A physics-informed data-driven model for landslide susceptibility assessment in the Three Gorges Reservoir area
Citation
Liu, S., Wang, L., Zhang, W., Sun, W., Fu, J., Xiao, T., Dai, Z. (2023). A physics-informed data-driven model for landslide susceptibility assessment in the Three Gorges Reservoir area. Geoscience Frontiers, 14(5): 101621. Link to paper
Abstract
Landslide susceptibility mapping is a crucial tool for analyzing geohazards in a region. Recent publications have popularized data-driven models, particularly machine learning-based methods, owing to their strong capability in dealing with complex nonlinear problems.

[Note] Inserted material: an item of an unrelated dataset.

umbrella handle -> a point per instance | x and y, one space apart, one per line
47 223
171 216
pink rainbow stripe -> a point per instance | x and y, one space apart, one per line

However, an outstanding challenge for these approaches is the lack of awareness of the physical mechanism of landslide processes and poor interpretability. To address this, this study employed Scoops 3D as a physics-informed tool to qualitatively assess slope stability in the Hubei Province section of the Three Gorges Reservoir Area (TGRA). The random forest algorithm was employed for data-driven landslide susceptibility analysis, with the area under the receiver operating characteristic curve (AUC) serving as the model evaluation index. By considering the insights gained from the three-dimensional stability model, the physics-informed data-driven method improves the extraction of negative samples and the interpretability. The methodology demonstrates that negative samples should be distributed on slopes with factor of safety greater than 1.5. Compared to pure data-driven landslide susceptibility mapping, this approach improves the AUC performance by 29.49%. Additionally, the regional landslide susceptibility map generated by the physics-informed model can better delineate the actual distribution of the landslides in the study area.